Note the use of the Dollar sign in the robots statement above – this specifies that any blocked URL’s must end after the string ‘pdf’. For example; the following URL would not be blocked even though it contains the string ‘pdf’:https://www.searchlaboratory.com/are-pdf-files-good-for-seo/ – while this URL would be blocked: https://www.searchlaboratory.com/blog-post.pdf.

 

3) Where a CMS error has led to multiple versions of the same pages which have the same URL’s, but with different letter casing.
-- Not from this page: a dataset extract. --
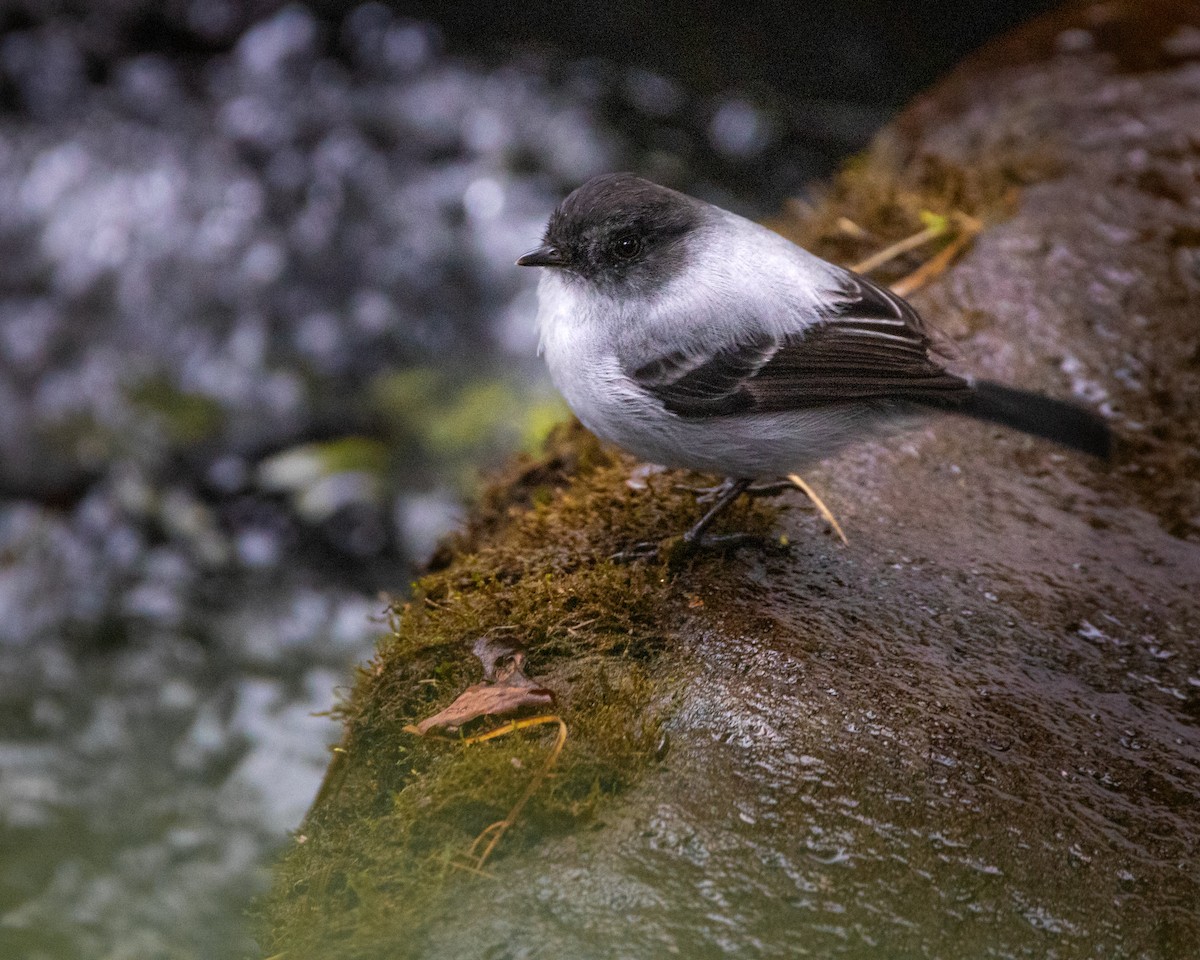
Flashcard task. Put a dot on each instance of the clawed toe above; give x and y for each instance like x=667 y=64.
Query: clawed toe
x=648 y=550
Eg. https://www.searchlaboratory.com/blog-post-one/ and https://www.searchlaboratory.com/blog-post-ONE/

Sometimes faulty Content Management Systems can create multiple versions of the same page. These can often have identical URL’s but with different letter casing. If, say, all instances of duplicate pages featured upper-case lettering, we could block all of these from being crawled by search engines in one fell swoop. Because search crawlers are case-sensitive, we can order them to ignore these duplicate page versions by blocking all URL’s which feature upper-casing. We might then need to ‘allow’ specific pages or directories which we do not wish to block and which feature upper case characters.

User-agent: *

Disallow:*A

Disallow:*B

Disallow:*C

Disallow:*D

Disallow:*E

# Etc. You get the idea.

Allow: /seo/Blog-post/

 

Note: This will block all URL’s which feature any upper-case letter – not just duplicate pages. You must always be sure there are no unique pages which might be accidentally blocked as a result of this.

 

4) Where page filters and session ID’s add query parameters to the page URL.

Eg. https://www.searchlaboratory.com/ and https://www.searchlaboratory.com/?sessionid=14576938&pageid=2

Query parameters often result in duplicate pages with different URL’s. We can effectively block Google from crawling any page URL with query parameters by disallowing them within robots. This can prevent multiple versions of the same page being indexed and cut down duplicate content. Again, the wildcard operator can come in handy here:

User-agent: *

Disallow: *sessionid

Disallow: *pageid

 

Care should be taken so as not to block query parameters which truly indicate a unique page.

 

5) Where site content is segmented onto multiple pages (paginated) and each page has duplicate Title tags, Meta Descriptions and very similar content.

Eg. https://www.searchlaboratory.com/list-of-clients/ and https://www.searchlaboratory.com/list-of-clients/page-2/

Pages such as these can cause issues with duplicate content. If it is too difficult for your site to implement the rel=next and rel=prev solution, consider blocking all but the first page using your robots.txt file:

User-agent: *

Disallow: /list-of-clients/page*/

 

All in all, solutions to these kinds of issues require imaginative thinking. These are based on being able to find patterns in your instances of duplicate content. If there is a specific string, character or even letter-casing which applies only to your duplicate content then you can be sure that it can blocked within your robots file. Use the key above to ensure you use your robots file to its fullest.

Note that the ‘Crawler Access’ tool within Google Webmaster Tools is great way to check whether your robots.txt file is working properly.